仏教の古刹、道教寺院、そしてカトリック教会と巡ってきて。
そして、生活感あふれる、明らかに香港やマカオとは違う、中国の、広州の街を歩いてきて。

歩き疲れてくたくたなうえに、足の付け根が痛くなってきていた。

でも、最後に、沙面と珠江の流れを見ておきたかった。

沙面。
広州の“出島”とも言える、英仏の租界が置かれた場所。

地図を見直して愕然とする。
今まで歩いてきた距離と同じくらいの距離を、歩かねばならない。

タクシーを捕まえようとしたが、つかまらない。
少しずつ歩きながら試みるが、雨が降り続く中、空いているタクシーは見つからない。

必死にタクシーを捕まえようとするわたしを目ざとく見つけて、何台もバイクタクシーが声をかけてくる。
交渉するパワーはないから、断り、追い払いつつ、沙面の方角へ歩きながらタクシーを探す。。。



もうだめだ、歩けない。



と思ったときに、空車がようやく1台、止まってくれた。

ところが。

さんざん地図を見せて説明した揚句、近すぎる、と拒否されたのだ。
足が痛くてもう歩けない、といっても通じる相手じゃない。
何しろ、英語も日本語もだめなんだから。

やっと捕まえたタクシーから放りだされて途方に暮れ。

時計を見たら、もう16時半。

帰りの電車の時間は、18時。

でももう、行くしかない。
どっちにしても地下鉄の駅は、沙面のさらに向こうだし。
タクシーはつかまらないんだし。
沙面のホテルまでたどり着けば、タクシーがいるかもしれないし。

覚悟を決めて、大きな道路を渡る。

そこからさらにしばらく歩く覚悟でいた。



ら。



瀟洒な洋館が目に飛び込んできた。

道路標識が「沙面通」となっている。



ほんとに近くだったんだ。

地図を読み間違えていた自分に唖然としながら、雰囲気を味わいつつ沙面を歩く。
雨は降り続き、日はあっという間に暮れてくる。
日が暮れる前に、と急ぎ、川岸の公園に向かった。

滔々とした珠江の流れ。
これが、珠江なんだ。

しばらく写真を撮った後。
すぐそばに見える高層のホテルに走った。
もう17時を回っている。
早くタクシーを捕まえて駅に向かわなければ。

焦っていた。
ホテルの前のタクシーに乗り込み、地図を指そうとして。



駅はどこだ。



さらに焦ったわたしは、鉄道の路線が集まっている大きな駅を指した。

運転手は、急いで向かってくれた。

18時に15分前、駅に着いた。

大きな駅だった。
人であふれていた。
何処が乗り場かわからず、駅前広場をうろうろしたが、何処にも「香港」という発車案内が見つからない。

おかしい。
警察官に聞いたが、中国語で怒鳴られ。
駅の中に入ろうとしてもものすごい行列で入れず。

地下鉄の駅の入り口を見つけて入ったが、どうもなんかおかしい。
行きに見た景色じゃない。
地下鉄の駅員に切符を見せて聞いてみたが、わたしの来た方向を指すばかり。

半泣きの状態で駅前広場に出てふと、行きの電車から見かけた「和諧号」の表示を見つけ。
そこに駆け寄った時には、もう発車時刻は過ぎていた。

そこに立っていた男性駅員に切符を見せて、思いつくままに片言の英語でいろいろ話しかけたが、どうやら通じていない様子。
もう、どうしていいかわからず、涙が溢れて止まらない。

と。
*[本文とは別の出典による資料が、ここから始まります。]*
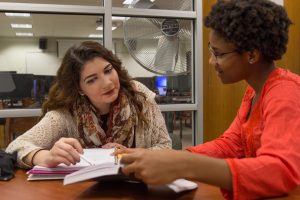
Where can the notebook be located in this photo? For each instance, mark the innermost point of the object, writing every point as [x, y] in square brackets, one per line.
[97, 156]
[103, 169]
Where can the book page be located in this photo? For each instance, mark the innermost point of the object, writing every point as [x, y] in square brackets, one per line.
[98, 156]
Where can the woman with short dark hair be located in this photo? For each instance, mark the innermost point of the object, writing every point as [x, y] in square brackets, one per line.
[258, 156]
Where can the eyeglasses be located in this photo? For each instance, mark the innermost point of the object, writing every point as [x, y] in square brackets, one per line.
[215, 55]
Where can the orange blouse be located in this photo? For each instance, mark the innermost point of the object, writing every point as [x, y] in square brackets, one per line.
[263, 151]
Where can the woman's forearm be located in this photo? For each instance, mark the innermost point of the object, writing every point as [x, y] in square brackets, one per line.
[207, 169]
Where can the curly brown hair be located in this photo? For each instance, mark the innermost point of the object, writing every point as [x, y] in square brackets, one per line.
[65, 90]
[251, 24]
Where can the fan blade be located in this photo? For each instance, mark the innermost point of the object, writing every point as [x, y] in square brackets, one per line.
[167, 54]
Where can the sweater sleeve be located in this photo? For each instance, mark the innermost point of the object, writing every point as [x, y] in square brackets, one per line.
[275, 170]
[44, 134]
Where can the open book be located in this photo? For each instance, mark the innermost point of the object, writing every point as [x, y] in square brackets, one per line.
[103, 169]
[97, 156]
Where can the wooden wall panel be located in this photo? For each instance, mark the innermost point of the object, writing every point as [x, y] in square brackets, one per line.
[221, 102]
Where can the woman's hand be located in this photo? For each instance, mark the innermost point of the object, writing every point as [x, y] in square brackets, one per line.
[113, 145]
[153, 166]
[65, 150]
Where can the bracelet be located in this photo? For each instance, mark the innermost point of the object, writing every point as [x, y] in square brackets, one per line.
[35, 155]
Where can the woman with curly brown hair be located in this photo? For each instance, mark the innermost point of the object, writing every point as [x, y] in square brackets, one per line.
[93, 103]
[258, 156]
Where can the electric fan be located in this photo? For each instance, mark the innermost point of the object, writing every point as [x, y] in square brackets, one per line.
[162, 46]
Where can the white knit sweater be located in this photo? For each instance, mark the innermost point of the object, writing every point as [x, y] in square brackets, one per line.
[60, 123]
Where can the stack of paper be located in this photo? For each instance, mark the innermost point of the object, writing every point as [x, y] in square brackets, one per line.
[96, 156]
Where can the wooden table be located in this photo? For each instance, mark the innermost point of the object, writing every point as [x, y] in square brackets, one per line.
[21, 189]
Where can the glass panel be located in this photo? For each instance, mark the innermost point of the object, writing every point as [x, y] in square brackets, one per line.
[28, 64]
[179, 125]
[158, 55]
[63, 2]
[185, 5]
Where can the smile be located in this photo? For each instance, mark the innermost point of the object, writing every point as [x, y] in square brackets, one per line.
[109, 92]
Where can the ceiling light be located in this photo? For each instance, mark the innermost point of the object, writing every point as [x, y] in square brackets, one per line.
[100, 28]
[17, 14]
[96, 35]
[21, 25]
[128, 1]
[118, 18]
[24, 34]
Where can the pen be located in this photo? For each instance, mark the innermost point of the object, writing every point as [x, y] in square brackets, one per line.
[85, 159]
[118, 157]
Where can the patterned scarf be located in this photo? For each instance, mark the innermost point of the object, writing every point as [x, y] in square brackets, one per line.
[121, 121]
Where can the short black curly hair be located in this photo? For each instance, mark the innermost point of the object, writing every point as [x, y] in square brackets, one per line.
[251, 24]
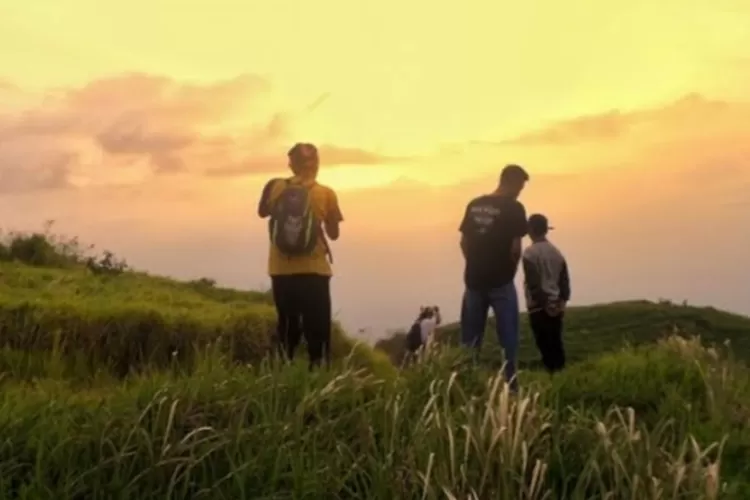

その男性駅員が、手招きして歩きだした。

連れて行かれたところは、駅員の休憩所のようなところ。
男性駅員は、そこにいた、若い女性駅員に声をかけると、食事をしていた彼女は手を止めて立ち上がり、わたしの方を見て、英語で話しかけてきた。

助かった。。。

切符を見せて話すと、彼女はこう言った。

「ここは、広州駅です。あなたの行くべき駅は、広州東駅で、違う駅です」



・・・まちがったんだ。



でも、広州東駅へ、もうどうやって行ったらいいか、わからない。

そう英語で言ったら。

彼女と男性駅員がしばらく中国語で話したあと、彼女は無線を使って何やら話しだした。
そして男性駅員は、大丈夫、ここで待っていればというそぶりをして、わたしに手を振って部屋を出て行った。
彼のそぶりから、とにかく何とかしてくれることだけは分ったものの、どうしてくれるのかは分からない。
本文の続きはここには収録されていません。